Charlotte Hickson

I am an NHS GP and recently completed population health fellowship, hosted by BSW primary Care Training Hub. I had been increasingly aware that as workload pressures increased as did the challenge of serving my patients who were homebound. It was headline news in 2019 when 54% of delegates at the England LMC conference voted to remove home visiting from the core GP contract due to capacity issues. As institutional priorities such as efficiency and digitalisation are advanced homebound residents were a group vulnerable to becoming excluded. I was also interested in the holistic health needs of homebound residents and the benefits of non-medical prescribing in promoting health and wellbeing in homebound residents with minimal risk of iatrogenic harms.
Literature modelling identified two key clinical antecedents to becoming homebound, immobility or physiological instability, both closely associated with frailty markers such as multi-morbidity, medical complexity and symptom burden. However, social, economic and environmental inequalities were shown to influence which members of our society were more likely to develop the prerequisite conditions that produce home-boundedness. It is also known that despite homebound persons having amongst the highest healthcare costs, they had some of the poorest health outcomes, with home-boundedness being an independent risk factor for disease. Studies have found that even when correcting for age and health baseline characteristics, homebound people experience poorer physical and mental health outcomes, and higher annual mortality rates than their peers.

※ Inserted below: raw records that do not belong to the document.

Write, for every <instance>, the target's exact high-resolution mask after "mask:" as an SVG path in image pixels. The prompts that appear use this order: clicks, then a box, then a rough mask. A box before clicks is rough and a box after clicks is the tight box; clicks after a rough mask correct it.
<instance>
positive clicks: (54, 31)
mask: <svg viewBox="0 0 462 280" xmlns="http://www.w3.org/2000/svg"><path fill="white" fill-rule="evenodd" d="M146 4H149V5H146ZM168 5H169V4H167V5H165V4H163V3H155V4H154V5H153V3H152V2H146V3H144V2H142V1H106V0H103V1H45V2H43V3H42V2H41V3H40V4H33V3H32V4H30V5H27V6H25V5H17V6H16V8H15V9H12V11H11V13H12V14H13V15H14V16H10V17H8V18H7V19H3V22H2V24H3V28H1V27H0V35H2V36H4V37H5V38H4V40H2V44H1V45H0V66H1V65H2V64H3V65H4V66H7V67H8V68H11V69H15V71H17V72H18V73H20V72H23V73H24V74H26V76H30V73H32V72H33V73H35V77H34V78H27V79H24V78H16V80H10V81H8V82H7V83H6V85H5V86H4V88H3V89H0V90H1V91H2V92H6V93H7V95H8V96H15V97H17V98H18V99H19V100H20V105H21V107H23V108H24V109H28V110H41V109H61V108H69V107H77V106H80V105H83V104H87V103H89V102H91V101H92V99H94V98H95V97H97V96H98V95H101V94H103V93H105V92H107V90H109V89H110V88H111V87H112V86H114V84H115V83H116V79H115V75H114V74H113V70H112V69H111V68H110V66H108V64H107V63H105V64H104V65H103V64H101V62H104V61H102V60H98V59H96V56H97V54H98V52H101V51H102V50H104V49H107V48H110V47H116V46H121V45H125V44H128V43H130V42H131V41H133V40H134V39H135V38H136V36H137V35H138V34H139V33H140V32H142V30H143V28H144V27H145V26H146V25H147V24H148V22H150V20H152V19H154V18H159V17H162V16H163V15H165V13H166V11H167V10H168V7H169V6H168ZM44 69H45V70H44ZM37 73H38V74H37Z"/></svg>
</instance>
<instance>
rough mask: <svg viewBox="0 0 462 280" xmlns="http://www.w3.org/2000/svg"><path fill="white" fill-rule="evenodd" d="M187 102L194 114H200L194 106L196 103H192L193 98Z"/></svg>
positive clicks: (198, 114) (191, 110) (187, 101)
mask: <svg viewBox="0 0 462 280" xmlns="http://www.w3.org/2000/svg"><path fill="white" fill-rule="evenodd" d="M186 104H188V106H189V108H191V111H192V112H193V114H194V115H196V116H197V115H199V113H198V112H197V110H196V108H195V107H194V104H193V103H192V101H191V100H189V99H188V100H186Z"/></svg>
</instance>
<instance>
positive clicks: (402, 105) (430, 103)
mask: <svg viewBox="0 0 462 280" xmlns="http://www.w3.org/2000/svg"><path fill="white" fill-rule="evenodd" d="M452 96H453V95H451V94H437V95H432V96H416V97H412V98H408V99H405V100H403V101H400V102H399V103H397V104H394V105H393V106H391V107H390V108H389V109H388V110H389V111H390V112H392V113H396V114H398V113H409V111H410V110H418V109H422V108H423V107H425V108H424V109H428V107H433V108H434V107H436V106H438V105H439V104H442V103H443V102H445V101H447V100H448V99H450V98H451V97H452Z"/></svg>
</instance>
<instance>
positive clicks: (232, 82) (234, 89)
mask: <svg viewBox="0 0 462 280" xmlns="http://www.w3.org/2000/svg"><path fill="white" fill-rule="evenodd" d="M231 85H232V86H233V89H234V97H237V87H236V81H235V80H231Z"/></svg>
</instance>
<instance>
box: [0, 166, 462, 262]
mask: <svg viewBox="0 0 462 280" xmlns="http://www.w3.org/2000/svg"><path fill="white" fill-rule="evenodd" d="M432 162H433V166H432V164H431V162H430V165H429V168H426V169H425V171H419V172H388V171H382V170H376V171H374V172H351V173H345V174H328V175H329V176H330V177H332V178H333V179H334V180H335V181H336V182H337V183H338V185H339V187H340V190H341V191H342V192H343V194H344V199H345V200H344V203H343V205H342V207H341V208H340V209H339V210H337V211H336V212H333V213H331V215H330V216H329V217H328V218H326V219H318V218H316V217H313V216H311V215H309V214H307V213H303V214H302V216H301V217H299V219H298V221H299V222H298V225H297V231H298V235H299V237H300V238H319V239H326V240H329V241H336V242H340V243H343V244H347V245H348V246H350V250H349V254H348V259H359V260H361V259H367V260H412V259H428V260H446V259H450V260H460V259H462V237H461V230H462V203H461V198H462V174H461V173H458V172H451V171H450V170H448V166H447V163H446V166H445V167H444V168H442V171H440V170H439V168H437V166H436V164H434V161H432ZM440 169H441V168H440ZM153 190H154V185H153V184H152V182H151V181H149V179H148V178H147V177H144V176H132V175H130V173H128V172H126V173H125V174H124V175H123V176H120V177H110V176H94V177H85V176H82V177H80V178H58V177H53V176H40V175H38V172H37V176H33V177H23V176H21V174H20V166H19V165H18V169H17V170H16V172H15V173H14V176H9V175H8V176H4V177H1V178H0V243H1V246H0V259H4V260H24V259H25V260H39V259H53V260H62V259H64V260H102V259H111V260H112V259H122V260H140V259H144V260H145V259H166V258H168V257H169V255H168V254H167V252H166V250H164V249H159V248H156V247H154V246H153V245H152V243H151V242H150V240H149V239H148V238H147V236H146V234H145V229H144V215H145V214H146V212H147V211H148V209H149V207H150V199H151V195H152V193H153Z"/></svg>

BSW health data searches were limited: the number residents coded as homebound varied widely depending on the clinical database searched, and the majority of identified residents had missing demographic and care data. That said we did find that the likelihood of being homebound increased for female residents, Irish and also black ethnic and racial groups, and those experiencing higher levels of socio-economic deprivation. Locally home-boundedness was strongly linked to multimorbidity (54% had 3-6 chronic health conditions) and older age (90% aged >60 years; 60% aged >80 years) yet 63% of homebound residents had no coded frailty care.
With the support of VirginCare and DHI, we completed a retrospective audit identifying 288 homebound residents who had accessed the social prescriber link worker (SPLW) service between December 2020-2021. The clients were younger on average than the typical BSW homebound resident (mean age 62 years), the majority of these contacts were remote telephone consults (83%), and were generated by GP referral (73%). The most common reason for accessing the SPLW service in this group for mental health needs (36% of referrals). While numbers were admittedly small, 100% of those responding to Friends and Family Test responded as “likely” or “extremely likely” to recommend the service, with 0% negative feedback received from this client group.
The scope and ambition of my initial fellowship project plan was significantly curtailed by the pandemic and service pressures. However I had many opportunities to meet with local service planners and commissioners, and also to work alongside social-prescriber and personalised care colleagues across BSW. I hope that my work, and the connections I made in my fellowship year, are the beginning of a conversation of how we better design holistic and personalised care options for homebound residents, but also how we might be able to support those at risk of becoming homebound to delay this milestone health event.